Inoltre, l’obbligo di custodia
dell’animale prescinde dalla formale appartenenza, così come risultante dalla
registrazione all’anagrafe canina o dal microchip. L’obbligo sorge
ogniqualvolta sia riscontrabile una relazione anche di semplice detenzione tra
l’animale e la persona poiché l’art. 672 c.p. collega il dovere di non lasciare
libero l’animale o di custodirlo con le debite cautele al suo possesso, da
intendere come detenzione anche solo materiale di fatto, non essendo necessario
un rapporto di proprietà in senso civilistico.
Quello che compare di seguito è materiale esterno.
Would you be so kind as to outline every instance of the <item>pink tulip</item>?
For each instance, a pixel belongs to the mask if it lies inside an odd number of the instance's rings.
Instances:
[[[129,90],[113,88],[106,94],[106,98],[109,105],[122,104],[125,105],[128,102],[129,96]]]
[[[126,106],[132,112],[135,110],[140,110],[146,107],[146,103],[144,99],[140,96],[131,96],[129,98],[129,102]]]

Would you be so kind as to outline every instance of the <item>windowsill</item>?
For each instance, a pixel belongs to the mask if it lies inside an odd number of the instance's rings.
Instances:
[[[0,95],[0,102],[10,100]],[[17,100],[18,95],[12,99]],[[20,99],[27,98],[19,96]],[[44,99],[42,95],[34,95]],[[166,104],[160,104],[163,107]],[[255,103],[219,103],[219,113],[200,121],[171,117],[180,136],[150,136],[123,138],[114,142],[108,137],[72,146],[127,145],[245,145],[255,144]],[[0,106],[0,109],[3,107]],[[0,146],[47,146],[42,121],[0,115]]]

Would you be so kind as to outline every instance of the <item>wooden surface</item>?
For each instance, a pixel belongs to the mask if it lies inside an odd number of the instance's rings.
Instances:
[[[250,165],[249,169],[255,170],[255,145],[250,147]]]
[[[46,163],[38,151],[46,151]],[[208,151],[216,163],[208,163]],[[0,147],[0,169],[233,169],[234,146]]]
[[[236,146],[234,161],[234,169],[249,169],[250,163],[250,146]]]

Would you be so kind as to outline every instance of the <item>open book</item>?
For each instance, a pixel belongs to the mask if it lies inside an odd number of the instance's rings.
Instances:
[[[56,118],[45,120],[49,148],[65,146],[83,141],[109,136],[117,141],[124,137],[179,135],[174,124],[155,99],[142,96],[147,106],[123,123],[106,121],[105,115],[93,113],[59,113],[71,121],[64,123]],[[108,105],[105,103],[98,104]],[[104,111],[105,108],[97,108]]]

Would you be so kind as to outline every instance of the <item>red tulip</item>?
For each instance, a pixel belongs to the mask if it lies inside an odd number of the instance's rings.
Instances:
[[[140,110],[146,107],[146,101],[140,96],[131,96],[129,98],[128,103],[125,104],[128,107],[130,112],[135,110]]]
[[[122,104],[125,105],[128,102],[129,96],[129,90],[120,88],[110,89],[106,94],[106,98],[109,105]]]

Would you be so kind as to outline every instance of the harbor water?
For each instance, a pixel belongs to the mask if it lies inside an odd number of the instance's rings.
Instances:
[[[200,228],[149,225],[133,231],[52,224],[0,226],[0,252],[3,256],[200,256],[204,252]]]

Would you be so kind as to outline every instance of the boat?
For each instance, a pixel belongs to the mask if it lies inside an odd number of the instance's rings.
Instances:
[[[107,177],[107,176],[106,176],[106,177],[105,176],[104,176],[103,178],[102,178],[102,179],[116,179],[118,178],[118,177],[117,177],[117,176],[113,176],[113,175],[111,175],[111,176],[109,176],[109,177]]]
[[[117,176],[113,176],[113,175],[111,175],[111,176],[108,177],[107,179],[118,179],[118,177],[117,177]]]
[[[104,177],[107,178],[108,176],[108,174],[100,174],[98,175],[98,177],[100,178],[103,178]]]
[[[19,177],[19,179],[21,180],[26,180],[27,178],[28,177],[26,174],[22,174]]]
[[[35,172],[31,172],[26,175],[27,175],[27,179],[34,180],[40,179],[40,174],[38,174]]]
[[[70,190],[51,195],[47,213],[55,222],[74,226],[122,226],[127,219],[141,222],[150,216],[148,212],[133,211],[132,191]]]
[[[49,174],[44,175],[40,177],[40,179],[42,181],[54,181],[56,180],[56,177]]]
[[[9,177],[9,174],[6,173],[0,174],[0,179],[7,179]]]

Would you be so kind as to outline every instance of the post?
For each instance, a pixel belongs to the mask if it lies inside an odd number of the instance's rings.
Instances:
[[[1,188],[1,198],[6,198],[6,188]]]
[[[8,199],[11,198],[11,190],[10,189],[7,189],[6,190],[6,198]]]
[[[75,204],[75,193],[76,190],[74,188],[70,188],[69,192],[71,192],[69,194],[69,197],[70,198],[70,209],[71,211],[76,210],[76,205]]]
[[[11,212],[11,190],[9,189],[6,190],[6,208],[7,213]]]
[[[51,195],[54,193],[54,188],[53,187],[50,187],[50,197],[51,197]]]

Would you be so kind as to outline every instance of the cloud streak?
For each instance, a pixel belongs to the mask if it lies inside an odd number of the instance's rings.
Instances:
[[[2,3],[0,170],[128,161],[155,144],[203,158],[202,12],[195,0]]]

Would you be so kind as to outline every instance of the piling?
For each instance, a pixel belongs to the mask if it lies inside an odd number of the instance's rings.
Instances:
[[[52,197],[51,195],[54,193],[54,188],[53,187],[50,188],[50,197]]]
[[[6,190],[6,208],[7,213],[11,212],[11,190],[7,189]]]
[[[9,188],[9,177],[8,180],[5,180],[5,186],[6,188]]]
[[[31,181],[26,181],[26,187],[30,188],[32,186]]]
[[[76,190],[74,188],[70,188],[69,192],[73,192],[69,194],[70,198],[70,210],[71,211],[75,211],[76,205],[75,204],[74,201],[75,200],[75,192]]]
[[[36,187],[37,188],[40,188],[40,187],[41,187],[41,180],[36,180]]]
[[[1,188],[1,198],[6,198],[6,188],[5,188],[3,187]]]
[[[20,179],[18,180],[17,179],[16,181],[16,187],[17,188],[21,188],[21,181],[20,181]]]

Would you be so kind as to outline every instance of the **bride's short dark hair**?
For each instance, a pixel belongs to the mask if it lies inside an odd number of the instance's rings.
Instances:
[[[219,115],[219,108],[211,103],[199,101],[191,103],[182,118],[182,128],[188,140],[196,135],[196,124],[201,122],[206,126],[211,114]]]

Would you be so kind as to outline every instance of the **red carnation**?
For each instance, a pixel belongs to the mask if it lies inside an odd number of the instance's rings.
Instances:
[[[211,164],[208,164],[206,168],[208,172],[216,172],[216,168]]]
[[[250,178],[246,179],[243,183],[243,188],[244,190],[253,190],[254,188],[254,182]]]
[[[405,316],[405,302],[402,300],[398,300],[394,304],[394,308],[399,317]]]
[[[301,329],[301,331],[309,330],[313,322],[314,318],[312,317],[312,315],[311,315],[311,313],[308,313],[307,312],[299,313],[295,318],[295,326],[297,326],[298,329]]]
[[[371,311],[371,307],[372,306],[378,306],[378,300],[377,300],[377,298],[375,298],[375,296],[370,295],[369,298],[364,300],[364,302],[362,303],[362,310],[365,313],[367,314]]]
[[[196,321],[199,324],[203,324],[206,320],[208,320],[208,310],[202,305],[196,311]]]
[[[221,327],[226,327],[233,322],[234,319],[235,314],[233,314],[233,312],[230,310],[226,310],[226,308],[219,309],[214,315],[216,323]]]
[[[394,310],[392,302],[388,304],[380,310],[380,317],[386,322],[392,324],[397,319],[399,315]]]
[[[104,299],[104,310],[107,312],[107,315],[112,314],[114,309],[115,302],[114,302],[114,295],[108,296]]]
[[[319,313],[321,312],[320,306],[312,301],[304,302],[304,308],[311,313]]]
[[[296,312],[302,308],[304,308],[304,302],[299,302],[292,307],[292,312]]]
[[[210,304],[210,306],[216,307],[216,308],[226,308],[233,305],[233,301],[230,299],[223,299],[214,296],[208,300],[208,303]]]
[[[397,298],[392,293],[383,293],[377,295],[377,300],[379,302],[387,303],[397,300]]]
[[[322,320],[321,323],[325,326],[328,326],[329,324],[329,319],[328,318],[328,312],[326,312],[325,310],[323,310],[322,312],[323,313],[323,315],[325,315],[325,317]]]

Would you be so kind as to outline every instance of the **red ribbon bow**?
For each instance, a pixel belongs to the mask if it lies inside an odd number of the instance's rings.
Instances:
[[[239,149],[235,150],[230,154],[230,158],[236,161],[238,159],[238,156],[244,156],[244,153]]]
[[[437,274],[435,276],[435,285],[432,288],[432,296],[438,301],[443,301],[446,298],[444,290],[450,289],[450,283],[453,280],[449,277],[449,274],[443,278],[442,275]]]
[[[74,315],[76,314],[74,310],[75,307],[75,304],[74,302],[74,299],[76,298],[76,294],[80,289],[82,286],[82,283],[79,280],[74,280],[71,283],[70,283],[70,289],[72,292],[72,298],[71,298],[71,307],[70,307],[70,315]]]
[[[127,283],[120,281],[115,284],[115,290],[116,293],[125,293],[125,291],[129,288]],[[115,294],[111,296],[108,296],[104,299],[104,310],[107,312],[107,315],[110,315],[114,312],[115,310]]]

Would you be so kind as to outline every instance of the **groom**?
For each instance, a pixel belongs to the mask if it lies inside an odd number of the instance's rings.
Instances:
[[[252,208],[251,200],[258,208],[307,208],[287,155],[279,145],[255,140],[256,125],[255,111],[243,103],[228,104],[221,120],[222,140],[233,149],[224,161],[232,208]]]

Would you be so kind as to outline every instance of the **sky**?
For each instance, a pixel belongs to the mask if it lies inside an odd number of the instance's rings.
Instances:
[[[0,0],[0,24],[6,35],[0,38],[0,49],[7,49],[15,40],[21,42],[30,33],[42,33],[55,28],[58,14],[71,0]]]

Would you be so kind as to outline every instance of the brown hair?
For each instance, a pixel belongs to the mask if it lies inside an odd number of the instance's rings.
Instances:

Per quanto riguarda, invece, la
diversa fattispecie di danni cagionati da
animali randagi, la Corte di Cassazione
sez. III (sentenza dd. 31/07/2017, n. 18954) precisa che essa deve ritenersi
disciplinata dalle regole generali di cui all'art. 2043 c.c. e non dalle regole
di cui all'art. 2052 c.c., che non sono applicabili - così come pacificamente
si ritiene per l'analoga fattispecie dei danni causati
dagli animali selvatici - in considerazione della natura stessa di
detti animali e dell'impossibilità di ritenere sussistente un
rapporto di proprietà o di uso in relazione ad essi, da parte degli enti
pubblici preposti alla gestione del fenomeno del randagismo.